CERN recently had to upgrade its backend IT systems in preparation for the new experimental phase of the Large Hadron Collider (LHC Run 3). This phase is expected to generate 1 petabyte of data daily until the end of 2025. The previous database systems were no longer sufficient to handle the "high cardinality" data produced by the collider's primary experiments, such as CMS.
The Compact Muon Solenoid (CMS) is LHC's general-purpose detector with a wide-ranging physics program. It encompasses the study of the Standard Model (including the Higgs boson) and the search for extra dimensions and particles that may constitute dark matter. CERN describes this experiment as one of the largest scientific collaborations in history, involving approximately 5,500 individuals from 241 institutes in 54 different countries.
CMS and other LHC experiments underwent a significant upgrade phase from 2018 to 2022 and are now prepared to resume colliding subatomic particles during the three-year "Run 3" data collection period. During the shutdown, CERN experts also performed substantial upgrades to the detector systems and computing infrastructures supporting CMS.
Brij Kishor Jashal, a scientist collaborating with CMS, mentioned that his team was aggregating 30 terabytes of data over a 30-day period to monitor infrastructure performance. He explained that Run 3 operations generate higher luminosity, resulting in a substantial increase in data volume. The previous backend monitoring system relied on the open-source time series database (TSDB) InfluxDB, which utilizes compression algorithms to efficiently handle this data, along with the monitoring database Prometheus.

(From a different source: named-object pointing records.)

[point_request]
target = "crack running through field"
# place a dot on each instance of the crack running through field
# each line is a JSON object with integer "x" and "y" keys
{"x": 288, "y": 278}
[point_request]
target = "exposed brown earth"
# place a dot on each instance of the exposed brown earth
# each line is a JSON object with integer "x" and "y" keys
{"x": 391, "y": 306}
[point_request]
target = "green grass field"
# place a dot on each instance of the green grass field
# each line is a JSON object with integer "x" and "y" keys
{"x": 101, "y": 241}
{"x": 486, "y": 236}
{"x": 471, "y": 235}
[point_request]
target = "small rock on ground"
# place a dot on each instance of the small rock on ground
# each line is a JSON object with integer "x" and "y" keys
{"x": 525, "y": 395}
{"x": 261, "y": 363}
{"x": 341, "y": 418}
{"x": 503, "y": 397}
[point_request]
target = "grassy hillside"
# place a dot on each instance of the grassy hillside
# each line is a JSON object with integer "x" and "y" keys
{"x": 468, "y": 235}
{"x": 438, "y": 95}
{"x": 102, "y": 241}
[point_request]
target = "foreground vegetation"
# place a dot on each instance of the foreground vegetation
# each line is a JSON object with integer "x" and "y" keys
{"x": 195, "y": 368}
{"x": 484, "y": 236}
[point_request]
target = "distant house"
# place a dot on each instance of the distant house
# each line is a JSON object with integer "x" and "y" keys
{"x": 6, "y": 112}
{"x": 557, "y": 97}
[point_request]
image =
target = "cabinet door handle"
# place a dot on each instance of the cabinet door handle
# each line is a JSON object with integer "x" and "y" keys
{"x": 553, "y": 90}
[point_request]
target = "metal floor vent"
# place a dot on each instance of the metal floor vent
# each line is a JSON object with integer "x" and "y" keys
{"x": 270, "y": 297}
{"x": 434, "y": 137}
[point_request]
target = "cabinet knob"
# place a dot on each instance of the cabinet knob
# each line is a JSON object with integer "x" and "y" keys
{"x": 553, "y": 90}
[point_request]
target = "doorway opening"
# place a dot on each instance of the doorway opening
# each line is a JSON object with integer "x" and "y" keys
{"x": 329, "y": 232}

However, InfluxDB and Prometheus encountered performance, scalability, and reliability issues, particularly when dealing with high cardinality data. High cardinality refers to the prevalence of repeated values and the ability to redeploy applications multiple times across new instances. To address these challenges, the CMS monitoring team opted to replace both InfluxDB and Prometheus with the VictoriaMetrics TSDB database.

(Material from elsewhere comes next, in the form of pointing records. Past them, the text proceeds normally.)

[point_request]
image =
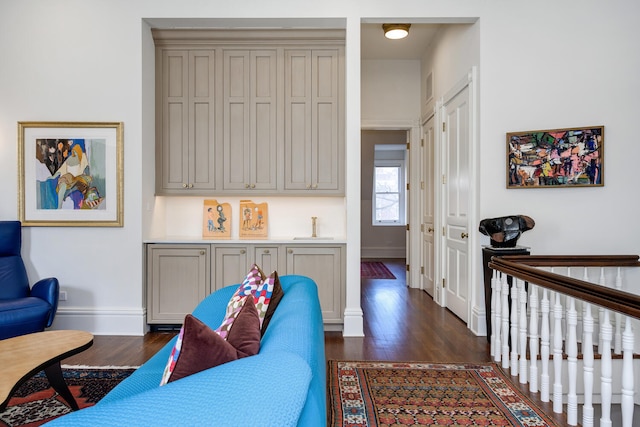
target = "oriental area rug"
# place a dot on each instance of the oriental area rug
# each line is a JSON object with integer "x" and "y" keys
{"x": 411, "y": 394}
{"x": 375, "y": 270}
{"x": 35, "y": 402}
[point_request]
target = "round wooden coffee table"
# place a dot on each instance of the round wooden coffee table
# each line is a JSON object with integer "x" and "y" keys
{"x": 24, "y": 356}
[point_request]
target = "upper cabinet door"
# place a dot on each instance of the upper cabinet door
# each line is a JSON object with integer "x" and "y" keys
{"x": 314, "y": 130}
{"x": 250, "y": 120}
{"x": 185, "y": 121}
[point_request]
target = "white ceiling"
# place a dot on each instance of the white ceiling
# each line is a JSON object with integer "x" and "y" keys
{"x": 374, "y": 45}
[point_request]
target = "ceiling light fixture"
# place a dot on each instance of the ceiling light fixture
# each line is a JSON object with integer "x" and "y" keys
{"x": 396, "y": 31}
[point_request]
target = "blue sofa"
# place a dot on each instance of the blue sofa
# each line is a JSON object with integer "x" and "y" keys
{"x": 283, "y": 385}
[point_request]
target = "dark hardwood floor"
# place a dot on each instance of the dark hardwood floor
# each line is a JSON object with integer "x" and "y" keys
{"x": 400, "y": 324}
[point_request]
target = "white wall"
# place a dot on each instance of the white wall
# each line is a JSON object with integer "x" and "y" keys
{"x": 542, "y": 65}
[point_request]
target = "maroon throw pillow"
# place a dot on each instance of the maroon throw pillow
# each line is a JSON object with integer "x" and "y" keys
{"x": 202, "y": 348}
{"x": 244, "y": 334}
{"x": 276, "y": 296}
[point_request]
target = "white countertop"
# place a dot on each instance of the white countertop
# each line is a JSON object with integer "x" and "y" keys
{"x": 236, "y": 240}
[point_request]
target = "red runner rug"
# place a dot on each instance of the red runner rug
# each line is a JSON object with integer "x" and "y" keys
{"x": 375, "y": 270}
{"x": 35, "y": 402}
{"x": 392, "y": 394}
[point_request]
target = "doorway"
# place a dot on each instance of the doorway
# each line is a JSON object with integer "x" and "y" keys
{"x": 384, "y": 160}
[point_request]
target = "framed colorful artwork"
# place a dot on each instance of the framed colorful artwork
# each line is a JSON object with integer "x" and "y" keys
{"x": 556, "y": 158}
{"x": 254, "y": 219}
{"x": 216, "y": 220}
{"x": 70, "y": 174}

VictoriaMetrics now serves as both the backend storage and the monitoring system for CMS, effectively addressing the cardinality issue that was encountered before. Jashal noted that the CMS team is currently satisfied with the performance of clusters and services. While there is still room for scalability, the services are operating in "high availability mode" within CMS's dedicated Kubernetes clusters to provide enhanced reliability guarantees. CERN's data center relies on an OpenStack service that runs on a cluster of robust x86 machines.